Page:Revue des Deux Mondes - 1859 - tome 20.djvu/368

Le texte de cette page a été corrigé et est conforme au fac-similé.

« J’arrivai le soir dans la ville de Spandau, où le régiment du prince de Prusse, frère du roi, était en garnison. J’y passai la nuit. Le lendemain, à dix heures avant midi, je montai dans ma voiture pour me rendre à la forteresse, éloignée de quatre cents pas de la ville. J’avais déjà passé un bout de la chaussée et me trouvais à quarante pas du premier pont-Ievis, lorsque j’aperçus une quantité de chevaux et entendis une voix qui criait à mon cocher d’arrêter.
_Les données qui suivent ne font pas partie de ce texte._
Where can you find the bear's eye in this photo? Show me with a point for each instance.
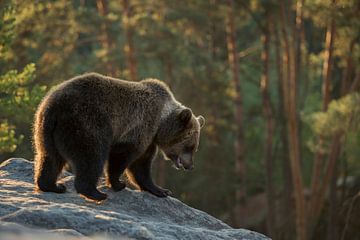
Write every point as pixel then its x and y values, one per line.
pixel 189 149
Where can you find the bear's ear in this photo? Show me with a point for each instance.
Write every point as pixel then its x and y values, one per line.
pixel 201 121
pixel 185 116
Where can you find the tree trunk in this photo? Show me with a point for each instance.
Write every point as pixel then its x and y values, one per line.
pixel 269 118
pixel 292 123
pixel 240 192
pixel 318 188
pixel 287 215
pixel 106 40
pixel 129 48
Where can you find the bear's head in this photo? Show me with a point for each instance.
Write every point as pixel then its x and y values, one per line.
pixel 181 137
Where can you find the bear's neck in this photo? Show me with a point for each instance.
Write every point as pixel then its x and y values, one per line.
pixel 167 121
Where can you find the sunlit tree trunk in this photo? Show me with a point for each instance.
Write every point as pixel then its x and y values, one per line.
pixel 287 214
pixel 292 123
pixel 106 40
pixel 318 188
pixel 129 47
pixel 269 135
pixel 240 192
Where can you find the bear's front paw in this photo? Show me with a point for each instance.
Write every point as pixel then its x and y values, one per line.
pixel 117 185
pixel 160 192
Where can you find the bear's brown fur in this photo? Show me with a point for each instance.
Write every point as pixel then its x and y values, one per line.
pixel 92 119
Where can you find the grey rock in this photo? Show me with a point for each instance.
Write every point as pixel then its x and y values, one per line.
pixel 127 214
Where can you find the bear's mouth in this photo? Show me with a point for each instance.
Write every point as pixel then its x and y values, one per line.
pixel 178 163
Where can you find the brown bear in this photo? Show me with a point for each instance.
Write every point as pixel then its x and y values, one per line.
pixel 92 121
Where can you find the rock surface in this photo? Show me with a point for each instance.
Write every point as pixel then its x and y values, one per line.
pixel 127 214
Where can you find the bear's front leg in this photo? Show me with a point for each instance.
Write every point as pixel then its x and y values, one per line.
pixel 139 173
pixel 119 158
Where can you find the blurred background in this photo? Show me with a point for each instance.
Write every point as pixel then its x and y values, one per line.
pixel 277 81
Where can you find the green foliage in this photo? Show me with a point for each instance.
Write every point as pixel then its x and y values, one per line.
pixel 343 115
pixel 18 99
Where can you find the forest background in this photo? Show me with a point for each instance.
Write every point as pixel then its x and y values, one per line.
pixel 277 81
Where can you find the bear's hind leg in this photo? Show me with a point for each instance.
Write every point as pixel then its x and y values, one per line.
pixel 47 170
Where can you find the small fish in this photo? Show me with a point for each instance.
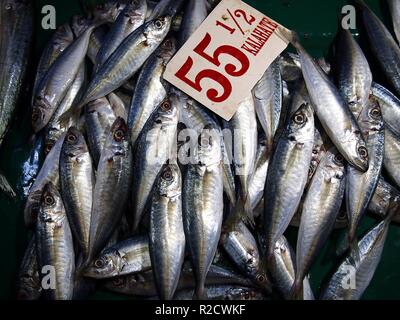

Cette voix était celle de son altesse royale le prince de Prusse, qui mit pied à terre, s’approcha de ma voiture, m’ordonna d’en descendre et de l’accompagner à la forteresse, où il voulait me livrer lui-même au commandant, nommé M. de Kleist. Celui-ci parut étonné de me voir arriver à côté du prince de Prusse à la tête d’une grande escorte, composée de princes, de généraux et de plusieurs ministres étrangers. Son altesse royale eut la bonté de me mener avec elle sur tout le rempart jusqu’au bel appartement qu’elle m’y avait destiné, et dont elle voulait bien elle-même me mettre en possession. Cet aimable et généreux prince me dit alors ce peu de mots, qui resteront toujours gravés dans ma mémoire et dans mon cœur : « Adieu, Chasot; gardez votre bonne humeur, je viendrai vous voir. Les honnêtes gens vous feront compagnie, et, comme la belle promenade sur le rempart vous donnera à tous de l’appétit, ma cuisine et ma cave en ville ne laisseront rien manquer à votre table, quelque nombreuse que soit votre compagnie. »


Au reste, le séjour dans la forteresse de Spandau, qui s’annonçait, comme on voit, sous les plus favorables auspices, ne devait point se prolonger au-delà de quelques semaines. Le roi, de retour à Potsdam d’une tournée qu’il venait de faire aux eaux de Pyrmont, ne tarda pas à se reprendre au souvenir de son ami captif. Soit revirement d’idée, soit qu’il eût d’avance résolu de s’en tenir à l’impression morale, il écrivait, en date du 17 juin, au général Schwerin : « Quoique je n’aie pas pour habitude de me départir des jugemens et arrêts prononcés par moi, et que bien au contraire j’entende qu’ils soient exécutés dans leur rigueur, j’ai néanmoins décidé, en considération de sa vaillance et de ses bons services, de relever le major Chasot, du régiment de Baireuth, du temps de forteresse qui lui reste à faire, et comme j’ai à lui parler, vous aurez à lui intimer l’ordre de se rendre ici à Potsdam, auprès de moi, pour rejoindre ensuite son régiment, quand je le jugerai convenable.» Quelques jours après, les deux amis se revoyaient. Frédéric essaya bien d’abord de froncer le sourcil et de parler d’un ton bourru; mais Chasot n’était point homme à se laisser déconcerter. Quand il eut exposé les faits tels qu’ils s’étaient passés, et prouvé qu’il avait agi sans reproche et seulement selon ce que l’honneur et les circonstances commandaient, force fut à son royal maître de s’humaniser et de finir la scène comme il n’aurait peut-être pas demandé mieux que de la commencer, en le pressant dans ses bras.